Updated with news that GM will trade again on Wednesday.Shares in old General Motors do have value, sort of, to somebody. If you are a shareholder in old General Motors -- whose symbol was GM before becoming GMGMQ in bankruptcy -- which is now called Motors Liquidation Co., don't get your hopes up. The shares are still essentially worthless. In fact, Finra, the financial industry regulatory authority, says it will allow trading in the shares to restart on Wednesday, after halting trading on Friday, but the agency restated General Motors' warning that the shares have no value. They will trade under a new symbol, MTLQQ. The activity in the shares is masking an unusual bankruptcy court maneuver involving the shares' relationship to GM's effort to ensure that new GM obtains the $16 billion net operating loss associated with old GM.
GM's interest in the shares reflects the complexity of the tax consequences in the case, says Jeffrey Coyne, senior lecturing fellow at the Duke University School of Law, a management consultant who specializes in reorganizing troubled companies. Two problems exist, Coyne says. First, under Section 368 G of the tax code, tax losses can be transferred only in connection with a bankruptcy reorganization plan. But under Section 363 of the bankruptcy code, which GM is pursuing, there is no reorganization plan; rather, there is a sale of assets to another entity. And because it involves a sale of assets, the 363 sale bankruptcy process does not normally allow for tax loss transfers. Secondly, under tax law, tax losses can pass only to companies whose owners controlled at least 50% of the predecessor company -- not the case in the GM bankruptcy. Normally, in a Chapter 11 bankruptcy, "some or all of the (tax-loss carry forwards) can disappear if the shareholders with 5% or more ownership in either the holding company or any subsidiary make major changes in their holdings," Coyne says. "The purpose of the law is to keep the benefit of the tax-loss carry forward for the people who had actual ownership of the company and lost the money." In the GM case, "everybody had to agree that it's a sale, not a plan, because under a plan, protections for the creditors would kick in," Coyne said. "So, to conform to 363 law and get past the creditors' objections, the judge made a ruling that the transfer of assets to new GM is not a plan (but a sale)."

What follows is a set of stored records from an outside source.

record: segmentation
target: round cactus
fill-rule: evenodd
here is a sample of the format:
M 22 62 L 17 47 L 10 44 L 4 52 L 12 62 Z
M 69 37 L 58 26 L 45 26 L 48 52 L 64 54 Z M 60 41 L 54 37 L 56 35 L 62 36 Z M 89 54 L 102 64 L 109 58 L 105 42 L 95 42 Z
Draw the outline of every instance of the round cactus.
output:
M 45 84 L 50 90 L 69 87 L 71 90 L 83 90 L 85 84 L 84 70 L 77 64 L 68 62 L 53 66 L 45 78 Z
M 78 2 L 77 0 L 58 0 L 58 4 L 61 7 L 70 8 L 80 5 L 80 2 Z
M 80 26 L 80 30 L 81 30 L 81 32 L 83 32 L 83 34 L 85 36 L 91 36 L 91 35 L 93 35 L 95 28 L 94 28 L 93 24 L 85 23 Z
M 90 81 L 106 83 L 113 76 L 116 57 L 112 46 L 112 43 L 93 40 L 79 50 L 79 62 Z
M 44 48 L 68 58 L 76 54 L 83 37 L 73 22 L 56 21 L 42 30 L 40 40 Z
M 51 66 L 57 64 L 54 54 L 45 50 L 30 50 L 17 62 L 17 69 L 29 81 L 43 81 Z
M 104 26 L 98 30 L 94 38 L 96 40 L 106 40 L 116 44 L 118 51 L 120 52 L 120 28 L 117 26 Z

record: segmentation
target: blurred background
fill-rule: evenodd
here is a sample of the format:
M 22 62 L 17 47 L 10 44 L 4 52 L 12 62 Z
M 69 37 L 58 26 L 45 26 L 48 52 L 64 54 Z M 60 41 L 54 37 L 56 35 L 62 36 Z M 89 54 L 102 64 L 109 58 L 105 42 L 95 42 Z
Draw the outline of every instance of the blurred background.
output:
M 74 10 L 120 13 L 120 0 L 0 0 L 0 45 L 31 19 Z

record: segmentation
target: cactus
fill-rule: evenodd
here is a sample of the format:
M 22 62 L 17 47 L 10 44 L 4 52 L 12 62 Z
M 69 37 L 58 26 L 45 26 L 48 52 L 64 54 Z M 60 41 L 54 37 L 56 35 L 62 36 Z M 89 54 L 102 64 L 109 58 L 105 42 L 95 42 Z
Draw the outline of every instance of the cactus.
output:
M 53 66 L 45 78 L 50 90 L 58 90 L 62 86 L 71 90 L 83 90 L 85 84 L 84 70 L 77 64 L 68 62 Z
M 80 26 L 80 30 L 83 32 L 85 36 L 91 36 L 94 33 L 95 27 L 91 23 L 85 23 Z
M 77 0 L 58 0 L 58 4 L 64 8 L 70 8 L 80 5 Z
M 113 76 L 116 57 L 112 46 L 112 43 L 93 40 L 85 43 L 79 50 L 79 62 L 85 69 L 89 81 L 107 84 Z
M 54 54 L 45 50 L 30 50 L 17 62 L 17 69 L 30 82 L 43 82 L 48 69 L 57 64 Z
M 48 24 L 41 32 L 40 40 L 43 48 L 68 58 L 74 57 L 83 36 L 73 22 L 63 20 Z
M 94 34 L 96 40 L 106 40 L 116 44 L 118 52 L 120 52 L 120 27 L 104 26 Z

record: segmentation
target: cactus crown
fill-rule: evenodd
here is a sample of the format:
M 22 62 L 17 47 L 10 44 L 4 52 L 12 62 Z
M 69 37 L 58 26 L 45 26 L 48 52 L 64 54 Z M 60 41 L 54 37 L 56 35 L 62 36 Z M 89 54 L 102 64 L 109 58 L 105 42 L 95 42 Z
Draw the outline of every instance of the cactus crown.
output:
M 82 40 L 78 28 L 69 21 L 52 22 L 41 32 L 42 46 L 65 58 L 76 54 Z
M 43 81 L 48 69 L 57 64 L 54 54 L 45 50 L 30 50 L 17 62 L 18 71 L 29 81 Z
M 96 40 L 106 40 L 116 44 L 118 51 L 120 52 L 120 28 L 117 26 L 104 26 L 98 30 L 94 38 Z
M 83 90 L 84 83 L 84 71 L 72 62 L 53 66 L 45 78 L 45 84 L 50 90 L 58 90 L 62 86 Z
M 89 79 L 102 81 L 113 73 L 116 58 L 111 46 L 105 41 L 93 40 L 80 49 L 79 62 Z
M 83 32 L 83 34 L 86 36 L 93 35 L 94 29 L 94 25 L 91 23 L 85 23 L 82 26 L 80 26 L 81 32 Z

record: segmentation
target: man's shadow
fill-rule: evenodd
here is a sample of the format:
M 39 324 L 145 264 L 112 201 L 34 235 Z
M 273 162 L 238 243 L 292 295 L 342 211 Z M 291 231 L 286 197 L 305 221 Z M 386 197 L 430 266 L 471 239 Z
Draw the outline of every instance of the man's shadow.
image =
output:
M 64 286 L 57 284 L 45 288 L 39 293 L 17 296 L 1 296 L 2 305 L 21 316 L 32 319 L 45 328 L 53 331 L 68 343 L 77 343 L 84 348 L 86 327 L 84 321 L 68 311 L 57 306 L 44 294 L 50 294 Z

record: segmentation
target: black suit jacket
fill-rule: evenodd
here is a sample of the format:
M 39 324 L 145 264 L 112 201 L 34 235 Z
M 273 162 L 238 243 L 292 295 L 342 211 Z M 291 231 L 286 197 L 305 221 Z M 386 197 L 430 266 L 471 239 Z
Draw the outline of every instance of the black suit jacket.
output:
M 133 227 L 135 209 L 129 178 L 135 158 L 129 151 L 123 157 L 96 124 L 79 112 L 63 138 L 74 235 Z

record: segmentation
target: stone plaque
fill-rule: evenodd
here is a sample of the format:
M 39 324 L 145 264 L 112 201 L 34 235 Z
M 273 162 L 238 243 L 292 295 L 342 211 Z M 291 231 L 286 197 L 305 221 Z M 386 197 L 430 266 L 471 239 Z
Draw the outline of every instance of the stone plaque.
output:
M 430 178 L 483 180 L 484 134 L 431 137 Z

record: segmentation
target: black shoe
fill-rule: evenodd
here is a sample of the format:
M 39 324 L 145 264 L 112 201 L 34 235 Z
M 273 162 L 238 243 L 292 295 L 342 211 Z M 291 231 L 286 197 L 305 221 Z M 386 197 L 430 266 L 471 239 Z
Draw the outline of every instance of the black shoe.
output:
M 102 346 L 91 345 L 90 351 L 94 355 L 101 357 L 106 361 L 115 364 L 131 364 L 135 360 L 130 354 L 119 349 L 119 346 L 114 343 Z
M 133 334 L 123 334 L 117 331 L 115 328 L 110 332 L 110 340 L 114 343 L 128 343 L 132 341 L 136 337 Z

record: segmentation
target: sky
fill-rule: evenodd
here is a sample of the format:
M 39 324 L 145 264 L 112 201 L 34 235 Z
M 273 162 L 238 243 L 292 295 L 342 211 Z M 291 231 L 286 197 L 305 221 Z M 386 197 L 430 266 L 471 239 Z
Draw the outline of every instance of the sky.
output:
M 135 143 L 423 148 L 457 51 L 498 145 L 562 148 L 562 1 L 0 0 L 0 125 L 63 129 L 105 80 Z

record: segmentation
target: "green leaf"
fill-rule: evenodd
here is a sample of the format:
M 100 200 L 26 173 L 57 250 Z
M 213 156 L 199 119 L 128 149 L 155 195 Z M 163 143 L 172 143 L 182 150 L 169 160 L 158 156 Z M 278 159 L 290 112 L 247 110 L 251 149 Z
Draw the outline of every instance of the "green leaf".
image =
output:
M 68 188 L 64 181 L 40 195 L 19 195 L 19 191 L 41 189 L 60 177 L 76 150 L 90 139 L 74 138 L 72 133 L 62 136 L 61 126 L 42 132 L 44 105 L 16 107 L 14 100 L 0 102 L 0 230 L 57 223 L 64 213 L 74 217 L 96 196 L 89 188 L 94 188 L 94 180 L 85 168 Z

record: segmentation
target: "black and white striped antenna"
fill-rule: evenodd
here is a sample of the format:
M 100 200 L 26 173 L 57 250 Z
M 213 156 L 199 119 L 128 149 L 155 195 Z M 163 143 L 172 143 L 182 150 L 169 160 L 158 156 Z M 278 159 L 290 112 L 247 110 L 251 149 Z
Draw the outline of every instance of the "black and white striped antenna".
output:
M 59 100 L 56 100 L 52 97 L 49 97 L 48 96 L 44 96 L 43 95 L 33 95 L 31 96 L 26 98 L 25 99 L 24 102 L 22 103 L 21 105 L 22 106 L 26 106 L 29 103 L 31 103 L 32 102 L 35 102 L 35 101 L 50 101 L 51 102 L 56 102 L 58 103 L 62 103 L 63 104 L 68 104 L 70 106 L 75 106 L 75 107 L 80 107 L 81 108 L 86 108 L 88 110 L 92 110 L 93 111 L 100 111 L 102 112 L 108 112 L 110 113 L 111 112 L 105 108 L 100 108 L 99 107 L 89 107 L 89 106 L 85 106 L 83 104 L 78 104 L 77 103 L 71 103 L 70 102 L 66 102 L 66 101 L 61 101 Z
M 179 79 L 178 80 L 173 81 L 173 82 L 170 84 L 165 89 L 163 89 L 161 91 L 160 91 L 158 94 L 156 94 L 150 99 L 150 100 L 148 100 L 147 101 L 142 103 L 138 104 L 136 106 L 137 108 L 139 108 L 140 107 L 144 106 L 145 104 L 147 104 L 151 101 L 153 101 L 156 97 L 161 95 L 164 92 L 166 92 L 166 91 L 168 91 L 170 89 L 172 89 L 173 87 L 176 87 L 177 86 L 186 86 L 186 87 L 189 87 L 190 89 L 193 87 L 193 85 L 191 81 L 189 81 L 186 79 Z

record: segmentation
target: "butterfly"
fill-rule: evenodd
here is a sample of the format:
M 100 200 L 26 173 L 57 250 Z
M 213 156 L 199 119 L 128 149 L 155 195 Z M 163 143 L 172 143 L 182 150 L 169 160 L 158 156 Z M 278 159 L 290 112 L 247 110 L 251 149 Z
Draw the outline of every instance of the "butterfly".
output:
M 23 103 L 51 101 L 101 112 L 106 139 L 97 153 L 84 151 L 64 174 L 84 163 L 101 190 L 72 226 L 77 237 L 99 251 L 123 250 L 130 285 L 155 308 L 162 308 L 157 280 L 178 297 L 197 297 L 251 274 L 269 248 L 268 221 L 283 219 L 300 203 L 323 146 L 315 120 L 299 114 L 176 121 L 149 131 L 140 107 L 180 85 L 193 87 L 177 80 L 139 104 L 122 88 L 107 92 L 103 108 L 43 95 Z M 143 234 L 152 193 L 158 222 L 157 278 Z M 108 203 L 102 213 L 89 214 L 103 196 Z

Meanwhile, Coyne says, the GM master asset sale agreement "seeks to sweep the tax benefits into the sale, which is a narrow bridge on which to transfer such a large and complex asset." In a sense, Coyne notes, the discussion is immaterial because the only party that would object to a transaction that unreasonably minimizes tax liability is the U.S. Treasury. And in this case, the U.S. Treasury is the new majority owner of GM. Among other automakers' shares Tuesday afternoon Ford ( F) closed Tuesday at $5.84, up 15 cents; Toyota ( TM) finished at $75.45, up 86 cents; and Nissan ( NSANY) was at $11.91, up 61 cents.